Le divisioni sul futuro: sicurezza e sovranità
Le divergenze più profonde riguardano il modo in cui dovrà essere gestita Gaza. Nodi cruciali sono quelli della sicurezza a lungo termine e della sovranità palestinese. L'obiettivo di un disarmo completo di Hamas e della distruzione delle sue infrastrutture militari è una priorità irrinunciabile per Israele e gli Stati Uniti, ma è un tema da affrontare nelle fasi successive del piano. La reale attuabilità di un disarmo completo e verificabile è complessa e richiede una cooperazione che Hamas per ora non garantisce.
Simmetricamente, il ritiro completo delle truppe israeliane dai territori occupati è una richiesta fondamentale non solo di Hamas ma anche dell'ANP e dell'ONU. L'accordo iniziale, però, prevede solo un ritiro graduale sulla "linea gialla" (zona cuscinetto), mentre Israele manterrà il controllo del 53% di Gaza con l'obiettivo comunque di assicurare militarmente la sicurezza della Striscia a lungo termine.
La soluzione due Popoli, due Stati
Questo principio fondamentale divide apertamente tanto gli schieramenti politici che la comunità Internazionale.
Onu, Ue e Paesi arabi sostengono la soluzione due popoli, due Stati. L'UE e l'ANP spingono per il riconoscimento dello Stato di Palestina. Il fronte europeo è comunque frammentato. Sebbene sia comune la volontà di riconoscere un futuro Stato palestinese, per alcuni, tra cui l’Italia, questo non può avvenire se nella governance della Palestina fosse coinvolto anche Hamas. Radicalmente contrario allo Stato palestinese è il governo Netanyahu.
Associato al precedente è il tema della riunificazione Gaza-Cisgiordania. Obiettivo di Abu Mazen a Ramallah è una unificazione politica e amministrativa sotto l'egida dell'ANP o un suo equivalente riformato. Resta un percorso molto remoto, perché Israele - al netto delle prospettive di colonizzazione e annessione invocate dalla destra - vede nella frammentazione del territorio palestinese un modo per esercitare un controllo di sicurezza efficace.

La ricostruzione di Gaza e territori: chi paga?
Anche il tema della ricostruzione, che richiederà miliardi di dollari (l'ONU stima 53 miliardi di dollari per Gaza e Cisgiordania) si lega alla governance temporanea che, nel piano Trump, prevede la presenza americana con un ruolo per lo stesso presidente, per Tony Blair e per l’Anp. Ma non per Hamas.
L'Unione Europea conta di avere un ruolo attivo nel finanziamento. Sosterrà la ricostruzione di Gaza ed è pronta già una prima tranche di 120 milioni di euro, a sottolineare l'impegno finanziario e politico di Bruxelles a sostegno della ripresa e dello sviluppo della Striscia.
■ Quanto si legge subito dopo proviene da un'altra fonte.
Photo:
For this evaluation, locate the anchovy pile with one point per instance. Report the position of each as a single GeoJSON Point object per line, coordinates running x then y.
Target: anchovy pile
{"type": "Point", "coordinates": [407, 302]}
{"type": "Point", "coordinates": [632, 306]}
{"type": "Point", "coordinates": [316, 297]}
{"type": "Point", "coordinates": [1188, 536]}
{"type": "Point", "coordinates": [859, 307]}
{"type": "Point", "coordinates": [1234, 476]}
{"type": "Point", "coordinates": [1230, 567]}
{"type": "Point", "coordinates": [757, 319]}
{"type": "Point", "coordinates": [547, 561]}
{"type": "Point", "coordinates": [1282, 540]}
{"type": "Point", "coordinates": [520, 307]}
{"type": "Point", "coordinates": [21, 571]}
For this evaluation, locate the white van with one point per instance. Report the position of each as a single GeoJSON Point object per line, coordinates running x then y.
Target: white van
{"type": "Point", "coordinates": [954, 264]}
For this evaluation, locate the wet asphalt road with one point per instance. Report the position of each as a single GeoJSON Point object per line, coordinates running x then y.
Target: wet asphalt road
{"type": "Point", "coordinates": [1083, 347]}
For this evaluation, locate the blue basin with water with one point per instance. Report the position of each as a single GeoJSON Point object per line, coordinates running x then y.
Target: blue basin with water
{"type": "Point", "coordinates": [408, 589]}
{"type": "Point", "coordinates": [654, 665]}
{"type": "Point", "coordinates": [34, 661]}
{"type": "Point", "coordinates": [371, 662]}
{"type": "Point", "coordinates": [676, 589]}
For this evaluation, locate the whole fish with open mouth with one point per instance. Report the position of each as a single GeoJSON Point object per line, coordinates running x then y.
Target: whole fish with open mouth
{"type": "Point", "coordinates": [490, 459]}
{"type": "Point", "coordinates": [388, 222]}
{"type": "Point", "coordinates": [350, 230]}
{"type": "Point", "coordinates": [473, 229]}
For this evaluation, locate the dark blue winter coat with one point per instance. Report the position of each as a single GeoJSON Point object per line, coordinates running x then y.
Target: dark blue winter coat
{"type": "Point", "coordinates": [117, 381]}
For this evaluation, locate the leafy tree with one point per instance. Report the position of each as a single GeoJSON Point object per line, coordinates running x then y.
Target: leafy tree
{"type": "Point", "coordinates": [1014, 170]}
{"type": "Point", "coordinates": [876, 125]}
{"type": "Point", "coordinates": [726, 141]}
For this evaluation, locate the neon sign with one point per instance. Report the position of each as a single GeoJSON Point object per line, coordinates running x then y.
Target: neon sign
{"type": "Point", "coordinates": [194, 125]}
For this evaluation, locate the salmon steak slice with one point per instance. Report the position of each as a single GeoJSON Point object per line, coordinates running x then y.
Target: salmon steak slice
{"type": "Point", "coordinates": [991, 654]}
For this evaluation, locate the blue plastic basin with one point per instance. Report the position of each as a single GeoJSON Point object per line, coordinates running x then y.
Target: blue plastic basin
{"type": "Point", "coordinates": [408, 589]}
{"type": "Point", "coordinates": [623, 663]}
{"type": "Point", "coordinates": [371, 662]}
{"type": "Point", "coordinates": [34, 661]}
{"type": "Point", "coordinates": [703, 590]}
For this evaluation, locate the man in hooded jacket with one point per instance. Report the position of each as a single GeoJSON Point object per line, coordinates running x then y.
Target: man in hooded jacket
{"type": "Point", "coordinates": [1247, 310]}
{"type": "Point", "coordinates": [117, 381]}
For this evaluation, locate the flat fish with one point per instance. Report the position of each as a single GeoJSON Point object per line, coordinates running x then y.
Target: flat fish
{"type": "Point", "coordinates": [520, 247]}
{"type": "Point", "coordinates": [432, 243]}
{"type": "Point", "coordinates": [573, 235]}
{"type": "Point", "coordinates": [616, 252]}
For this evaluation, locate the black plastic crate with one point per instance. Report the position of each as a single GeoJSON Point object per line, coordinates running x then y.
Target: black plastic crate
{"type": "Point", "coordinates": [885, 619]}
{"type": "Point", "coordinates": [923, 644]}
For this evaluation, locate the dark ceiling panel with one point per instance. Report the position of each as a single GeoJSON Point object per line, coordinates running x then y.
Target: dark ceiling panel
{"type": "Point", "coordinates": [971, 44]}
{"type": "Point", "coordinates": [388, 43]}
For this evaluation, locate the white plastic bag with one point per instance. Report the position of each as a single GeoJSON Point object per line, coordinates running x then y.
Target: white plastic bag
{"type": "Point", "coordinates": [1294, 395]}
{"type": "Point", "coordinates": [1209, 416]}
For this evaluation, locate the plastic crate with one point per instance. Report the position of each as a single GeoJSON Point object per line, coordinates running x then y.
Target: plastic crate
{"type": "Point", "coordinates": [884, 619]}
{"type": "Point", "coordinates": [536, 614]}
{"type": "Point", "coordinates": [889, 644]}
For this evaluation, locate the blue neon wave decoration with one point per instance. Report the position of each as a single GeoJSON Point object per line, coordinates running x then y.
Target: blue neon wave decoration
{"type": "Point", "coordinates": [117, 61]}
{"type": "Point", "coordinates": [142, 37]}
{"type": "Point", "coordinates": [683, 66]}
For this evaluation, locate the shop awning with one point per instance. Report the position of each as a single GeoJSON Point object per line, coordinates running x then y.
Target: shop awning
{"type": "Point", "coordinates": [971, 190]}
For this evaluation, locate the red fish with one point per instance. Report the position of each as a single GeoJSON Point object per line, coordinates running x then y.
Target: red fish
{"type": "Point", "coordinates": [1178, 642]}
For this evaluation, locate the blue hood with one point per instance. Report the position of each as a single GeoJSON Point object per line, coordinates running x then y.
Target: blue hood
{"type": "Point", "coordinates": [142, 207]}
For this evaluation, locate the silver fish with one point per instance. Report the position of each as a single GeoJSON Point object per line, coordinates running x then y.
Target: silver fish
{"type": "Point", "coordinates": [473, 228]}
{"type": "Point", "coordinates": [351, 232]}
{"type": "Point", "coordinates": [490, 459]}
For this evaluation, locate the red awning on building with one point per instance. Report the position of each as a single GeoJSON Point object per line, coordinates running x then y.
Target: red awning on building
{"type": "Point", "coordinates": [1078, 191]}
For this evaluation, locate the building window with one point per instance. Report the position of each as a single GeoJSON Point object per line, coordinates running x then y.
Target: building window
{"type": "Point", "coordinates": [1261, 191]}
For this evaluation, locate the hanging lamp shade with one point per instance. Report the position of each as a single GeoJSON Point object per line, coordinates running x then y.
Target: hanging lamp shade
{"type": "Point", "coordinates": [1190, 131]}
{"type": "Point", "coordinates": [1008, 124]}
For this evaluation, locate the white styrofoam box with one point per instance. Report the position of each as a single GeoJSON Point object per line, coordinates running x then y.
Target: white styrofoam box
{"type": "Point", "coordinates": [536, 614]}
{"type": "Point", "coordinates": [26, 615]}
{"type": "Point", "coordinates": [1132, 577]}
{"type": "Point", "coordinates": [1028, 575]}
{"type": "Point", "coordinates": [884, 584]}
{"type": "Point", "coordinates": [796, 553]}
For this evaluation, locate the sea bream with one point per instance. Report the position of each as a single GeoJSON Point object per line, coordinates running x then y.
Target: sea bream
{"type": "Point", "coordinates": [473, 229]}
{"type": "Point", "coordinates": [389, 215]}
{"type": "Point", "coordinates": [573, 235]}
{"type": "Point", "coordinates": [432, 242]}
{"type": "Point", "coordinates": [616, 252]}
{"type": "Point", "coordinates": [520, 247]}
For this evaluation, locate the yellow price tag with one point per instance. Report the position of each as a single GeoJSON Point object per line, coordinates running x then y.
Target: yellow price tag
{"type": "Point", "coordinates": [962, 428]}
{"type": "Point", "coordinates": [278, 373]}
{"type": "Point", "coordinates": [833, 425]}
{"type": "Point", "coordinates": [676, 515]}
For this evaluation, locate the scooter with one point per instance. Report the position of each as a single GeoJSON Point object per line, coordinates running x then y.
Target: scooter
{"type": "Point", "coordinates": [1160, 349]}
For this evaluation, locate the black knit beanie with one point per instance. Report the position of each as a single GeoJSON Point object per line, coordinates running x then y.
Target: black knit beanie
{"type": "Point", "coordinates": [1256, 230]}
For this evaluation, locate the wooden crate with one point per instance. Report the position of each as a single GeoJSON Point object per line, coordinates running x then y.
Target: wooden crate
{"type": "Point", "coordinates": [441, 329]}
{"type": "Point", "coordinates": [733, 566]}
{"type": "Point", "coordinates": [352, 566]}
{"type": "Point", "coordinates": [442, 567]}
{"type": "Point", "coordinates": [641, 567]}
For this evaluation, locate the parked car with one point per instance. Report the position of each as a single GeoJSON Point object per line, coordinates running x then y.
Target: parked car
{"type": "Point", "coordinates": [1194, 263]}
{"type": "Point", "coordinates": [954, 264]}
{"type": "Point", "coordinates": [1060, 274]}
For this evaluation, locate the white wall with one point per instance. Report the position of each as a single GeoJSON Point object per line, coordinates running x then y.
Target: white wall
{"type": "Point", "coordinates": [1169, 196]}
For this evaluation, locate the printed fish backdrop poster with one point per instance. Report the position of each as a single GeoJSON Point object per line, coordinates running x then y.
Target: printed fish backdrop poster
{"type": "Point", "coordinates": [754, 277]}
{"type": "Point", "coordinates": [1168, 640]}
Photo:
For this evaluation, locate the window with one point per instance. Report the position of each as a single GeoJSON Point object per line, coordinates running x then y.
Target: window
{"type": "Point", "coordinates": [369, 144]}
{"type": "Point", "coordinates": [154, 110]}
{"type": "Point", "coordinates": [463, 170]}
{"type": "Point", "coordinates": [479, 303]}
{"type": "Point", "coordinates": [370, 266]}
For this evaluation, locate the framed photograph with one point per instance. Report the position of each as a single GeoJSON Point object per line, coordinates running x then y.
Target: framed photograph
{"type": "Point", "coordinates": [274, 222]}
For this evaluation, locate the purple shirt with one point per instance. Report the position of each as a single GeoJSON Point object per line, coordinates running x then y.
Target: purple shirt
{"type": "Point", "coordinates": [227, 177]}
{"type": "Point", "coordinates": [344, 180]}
Ovviamente sulla ricostruzione di Gaza e Cisgiordania, che potrebbe essere il cantiere più grande del mondo (almeno fino a quando non si dovrà “ricostruire” anche l’Ucraina), si intrecciano molteplici appetiti. Se c'è chi finanzia c'è anche poi chi costruisce e, come in tutte le guerre, la ricostruzione diventa un business.
Trump assicura che i Paesi arabi (inclusi Arabia Saudita, Qatar ed Egitto) si "faranno avanti" per finanziare la maggior parte della ricostruzione.